DreamWorks Animation Releases ForestFlow Machine Learning Model Server to the Open Source Community
Glendale, Calif. – January 31, 2020– DreamWorks Animation, A Comcast Company (NASDAQ:CMCSA) to day announced the open source release of ForestFlow, a Machine Learning (ML) Model Server which helps bridge Data Science Engineering and Machine Learning Operations (MLOps).
Deployment and operation of ML models in production is brittle. The process tends to require cross-functional expertise from engineering and operations teams. ML models themselves have an ever-evolving set of persistence formats and due to the lack of standards, deployments break between clouds and cloud and on-prem. ForestFlow looks to help streamline this process by adopting open source standards and introducing a policy-based approach to Continuous Delivery and Lifecycle Management. This allows for the deployment and validation of real-time, online ML models bringing ML as a Service (MLaaS) to the enterprise.
“Machine Learning is becoming an increasingly important tool and we are pleased to share this framework for effective management of models in this fast changing field,” said Andrew Pearce, VP of Global Technology at DreamWorks. “This contribution underscores DreamWorks’ commitment to innovation and a healthy software community”.
Ahmad Alkilani, Manager of Big Data & Analytics and developer of ForestFlow, said, “We developed ForestFlow in response to our need to move ML models into production that affected the scheduling and placement of rendering jobs and the throughput of our rendering pipeline which has a material impact to our bottom line. The parameters we were most concerned with were first and foremost maintaining our own teams’ agility and keeping ML models fresh in response to changes in data, features, or simply the production tools that historical data was associated with. Another pillar for developing ForestFlow was the openness of the solution we chose. We were looking to minimize vendor lock-in having a solution that was amenable to on-premise and cloud deployments all the same while offloading deployment complexities from the job description of a Data Scientist. We want our team to focus on extracting the most value they can out of the data we have and not have to worry about operational concerns. We also needed a hands-off approach to quickly iterate and promote or demote models based on observed metrics of staleness and performance. Today, we retrain, deploy, score against and measure model performance on a daily basis without material impact to production workflows. This frees up our Data Scientists to continue to experiment and ultimately provide better business value to DreamWorks.”

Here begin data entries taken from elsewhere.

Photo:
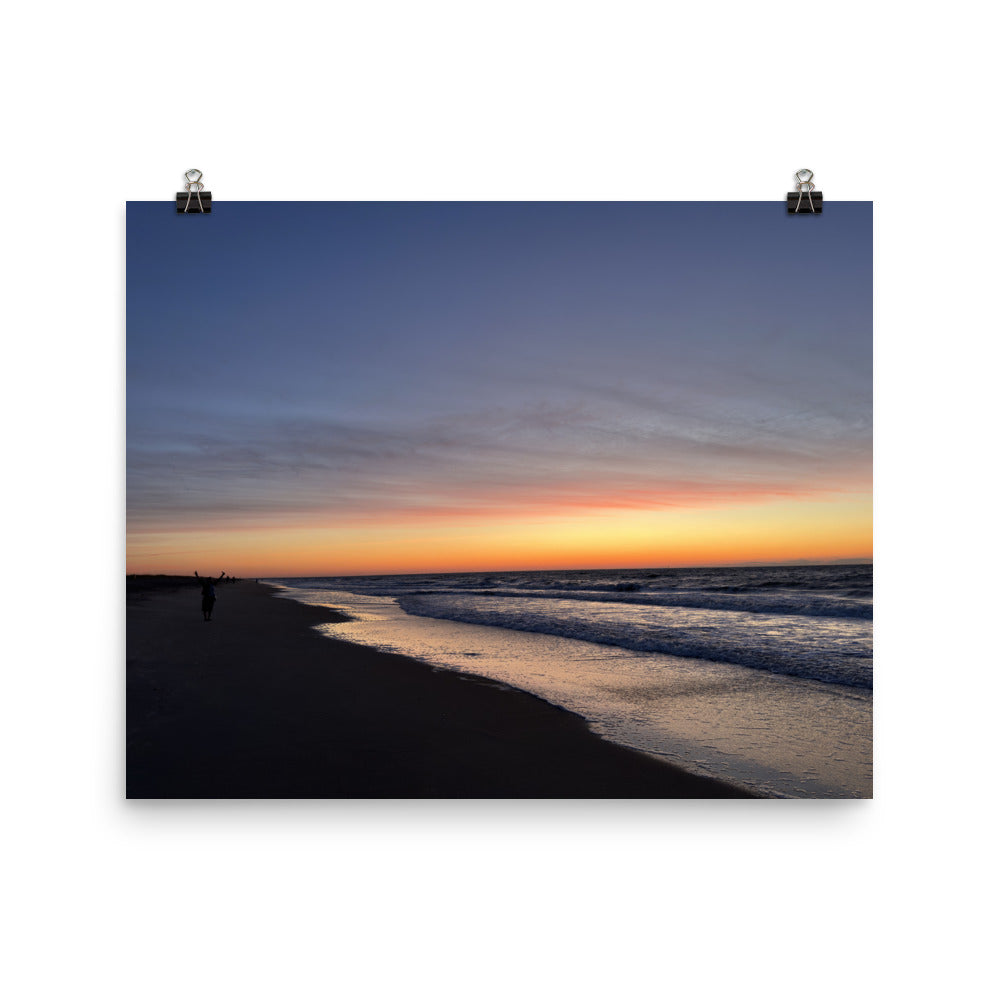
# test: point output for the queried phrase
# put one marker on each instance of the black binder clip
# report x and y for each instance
(197, 201)
(807, 200)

ForestFlow enables a scalable policy-based cloud native machine learning model server with open API standards. ForestFlow strives to strike a balance between the flexibility and ease of use it offers data scientists while reducing friction between data science, engineering and operations teams. ForestFlow sits at the heart of continuous deployment and lifecycle management of machine learning models. ForestFlow also provides means to test models without impacting consumer facing results, i.e., in shadow mode. For inference, ForestFlow provides both a basic REST HTTP API and is also compatible with the GraphPipe API specification for model serving and GraphPipe client libraries. Deployment follows a similar approach; providing a basic REST HTTP API in addition to being compatible with MLFlow model definitions for flavors that have been implemented. The policy-based approach allows users to deploy multiple machine learning models and perform A/B tests, canary deployments, time and performance based onboarding & retiring of new models in addition to implementing complex routing scenarios like product performance-based traffic routing and shadowing production models with tests. ForestFlow can be deployed in stand-alone local mode or as a cluster of nodes collectively coordinating and distributing work. Specifically, ForestFlow is built with simplicity in mind for local, single-node, deployments in addition to having Kubernetes native options for production-facing deployments that have resource scale-out requirements.
DreamWorks began development of ForestFlow in 2018. The code is available at https://github.com/dreamworksanimation/ForestFlow and has been released under the Apache License, Version 2.0.
DreamWorks Animation is committed to a vibrant Open Source community and is a Founding Member of the Academy Software Foundation ( aswf.io ).
About DreamWorks Animation
DreamWorks Animation (DWA), a division of the Universal Filmed Entertainment Group, within NBCUniversal, a subsidiary of Comcast Corporation, is a global family entertainment company with feature film and television brands. The company’s deep portfolio of intellectual property is supported by a robust, worldwide consumer products practice, which includes licensing, and location-based entertainment venues around the world. DWA’s feature film heritage includes many of the world’s most beloved characters and franchises, including Shrek, Madagascar, Kung Fu Panda, How to Train Your Dragon, Trolls and The Boss Baby , and have amassed more than $15 billion in global box office receipts. DreamWorks Animation’s television business has quickly become one of the world’s leading producers of high-quality, animated family programming, reaching consumers in more than 190 countries. Creating a diverse array of original content in a variety of formats and delivering deep, fully immersive worlds served up with compelling characters, the prolific studio has garnered 25 Emmy Ⓡ Awards since inception in 2013.